HK: Also besteht - zumindest in unseren Bergwerken - überhaupt kein Risiko für die Kumpel?
Meer: Man kann das Risiko zwar sehr klein halten, ganz ausschließen kann man es jedoch nie. Sehr selten kommt es zu Unglücksfällen, die allerdings andere Gründe haben. Zum Beispiel, wenn ein Bergarbeiter von einer der unterirdischen Lokomotiven angefahren wird.
HK: Gibt es außer China noch andere Länder, in denen Bergleute besonders gefährlich leben?
Meer: Die chinesischen Bergwerke sind mit Abstand die gefährlichsten. Mindestens 80 Prozent (80 von 100) aller toten Kumpel weltweit verunglücken jedes Jahr in China. Zwar gibt es auch dort einige wenige Vorzeige-Bergwerke, die auf dem neuesten Stand sind, aber die sind die große Ausnahme. Doch auch in der Ukraine und in Weißrussland kommt es immer wieder zu schlimmen Unglücken. In diesen osteuropäischen Ländern wird auf die Sicherheit der Bergleute ebenfalls zu wenig wert gelegt.
HK: Wenn ich Sie richtig verstanden habe, müsste eigentlich fast kein Bergmann mehr bei einem Unglück sterben?
Meer: Genau. Ich kann mich nur an ganz wenige Unglücke bei uns in den vergangenen 20 Jahren erinnern. In Deutschland gab es 1992 ein Unglück mit sieben Toten. In Österreich ereignete sich im Jahr 1998 das Grubenunglück von Lassing mit zehn Toten. In der Schweiz kann ich mich an überhaupt kein schweres Unglück erinnern.
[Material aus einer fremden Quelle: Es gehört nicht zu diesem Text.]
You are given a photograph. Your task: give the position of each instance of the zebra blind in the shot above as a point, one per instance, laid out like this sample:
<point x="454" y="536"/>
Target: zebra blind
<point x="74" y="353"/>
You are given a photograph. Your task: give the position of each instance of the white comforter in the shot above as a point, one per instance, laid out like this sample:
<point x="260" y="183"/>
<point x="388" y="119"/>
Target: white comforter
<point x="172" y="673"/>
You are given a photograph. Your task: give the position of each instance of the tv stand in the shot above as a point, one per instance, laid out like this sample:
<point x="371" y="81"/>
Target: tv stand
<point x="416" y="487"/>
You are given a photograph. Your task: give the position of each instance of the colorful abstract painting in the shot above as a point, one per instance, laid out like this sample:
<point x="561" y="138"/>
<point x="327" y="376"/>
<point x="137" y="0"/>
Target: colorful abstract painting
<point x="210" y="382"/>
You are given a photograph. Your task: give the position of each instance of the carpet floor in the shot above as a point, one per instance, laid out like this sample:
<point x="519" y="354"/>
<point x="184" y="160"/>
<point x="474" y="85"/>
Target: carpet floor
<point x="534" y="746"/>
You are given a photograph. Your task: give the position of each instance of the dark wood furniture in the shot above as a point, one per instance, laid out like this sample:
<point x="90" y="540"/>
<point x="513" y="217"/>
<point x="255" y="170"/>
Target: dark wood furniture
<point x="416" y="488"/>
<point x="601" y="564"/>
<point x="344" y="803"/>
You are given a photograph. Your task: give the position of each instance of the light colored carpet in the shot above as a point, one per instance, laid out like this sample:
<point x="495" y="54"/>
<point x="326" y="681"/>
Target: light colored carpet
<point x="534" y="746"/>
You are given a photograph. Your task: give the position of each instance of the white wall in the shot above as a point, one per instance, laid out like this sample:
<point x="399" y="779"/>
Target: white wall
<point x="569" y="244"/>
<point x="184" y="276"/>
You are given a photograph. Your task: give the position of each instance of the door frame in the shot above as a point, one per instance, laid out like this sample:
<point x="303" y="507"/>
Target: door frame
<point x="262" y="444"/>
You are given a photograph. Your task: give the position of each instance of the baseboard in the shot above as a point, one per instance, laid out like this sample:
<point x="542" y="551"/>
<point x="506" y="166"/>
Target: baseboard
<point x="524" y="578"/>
Nur in sehr großer Tiefe, etwa beim Diamantbergbau in Südafrika, ist die Gefahr auch dann hoch, wenn man alle Sicherheitsmaßnahmen beachtet.
HK: Wie kommt das?
Meer: Dort lastet ein unglaublicher Druck auf den Minenschächten in über 4.000 Metern Tiefe. In normalen Kohlegruben, die höchstens 1.500 Meter tief sind, müsste es hingegen keine größeren Unglücke mehr geben.